Results: Andrographolide treatment in CHIKV infected THP-1 cells significantly reduced IRE1α and downstream spliced XBP1 protein expression. Furthermore, CHIKV induced apoptosis and viral protein expression were also reduced on andrographolide treatment. A comparative analysis of andrographolide versus VER-155008, confirmed that andrographolide surpasses the effects of VER-155008 in suppressing the CHIKV induced ER stress.

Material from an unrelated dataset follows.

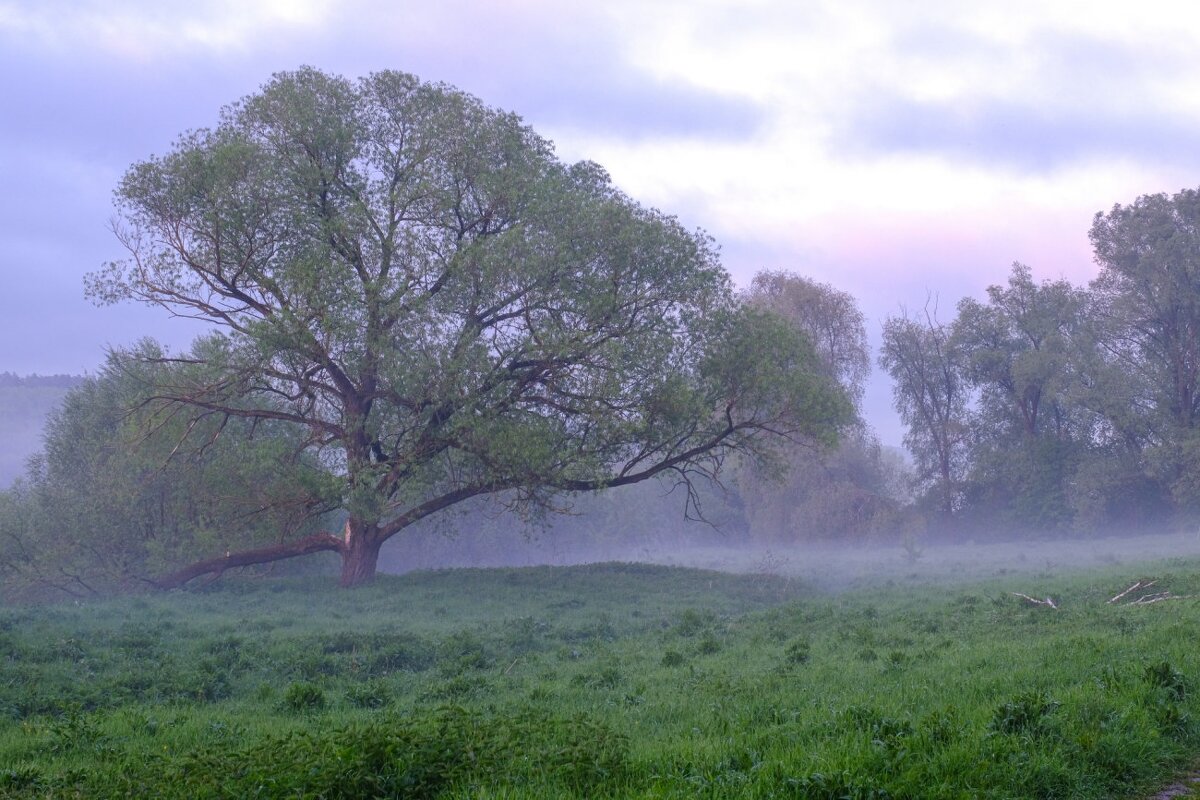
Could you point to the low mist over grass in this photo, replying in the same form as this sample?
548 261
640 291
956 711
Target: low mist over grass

Conclusion: The study, therefore, confirms that andrographolide is a potential remedy for chikungunya infection and suppresses CHIKV induced ER stress and apoptosis.

背景：基孔肯雅病毒 (CHIKV) 是一种节肢动物传播的 RNA 病毒，它通过积累未折叠或错误折叠的蛋白质来诱导宿主内质网 (ER) 应激。内质网应激激活未折叠蛋白反应 (UPR) 通路，以实现正确的蛋白质折叠和维持细胞稳态。目前尚无批准的药物或疫苗可用于 CHIKV 治疗，因此需要采取药物对策来预防 CHIKV 感染。

目的：为了寻找基孔肯雅热感染的治疗方法，“穿心莲内酯”是一种具有抗病毒、抗炎和免疫调节作用的植物来源的二萜，用于研究其在基孔肯雅热诱导的未折叠蛋白应激和细胞凋亡中的作用。

方法：在穿心莲内酯和 VER-155008（一种 GRP78 抑制剂）上收集的细胞和上清液在 CHIKV 感染和模拟感染的 THP-1 细胞中进行处理，检测 UPR 通路蛋白的差异表达，包括 GRP78、PERK、EIF-2α、IRE-1α 、XBP-1 和 ATF6。此外，通过免疫印迹法检测炎症小体和凋亡通路蛋白，即 caspase-1、caspase-3 和 PARP，并通过 ELISA 检测细胞因子，即 IL-1β、IL-6 和 IFN-γ。

结果：CHIKV感染的THP-1细胞中的穿心莲内酯处理显着降低了IRE1α和下游剪接XBP1蛋白的表达。此外，穿心莲内酯治疗后，CHIKV 诱导的细胞凋亡和病毒蛋白表达也降低。穿心莲内酯与 VER-155008 的比较分析证实，穿心莲内酯在抑制 CHIKV 诱导的内质网应激方面优于 VER-155008。

结论：因此，该研究证实穿心莲内酯是治疗基孔肯雅热的潜在药物，并抑制 CHIKV 诱导的内质网应激和细胞凋亡。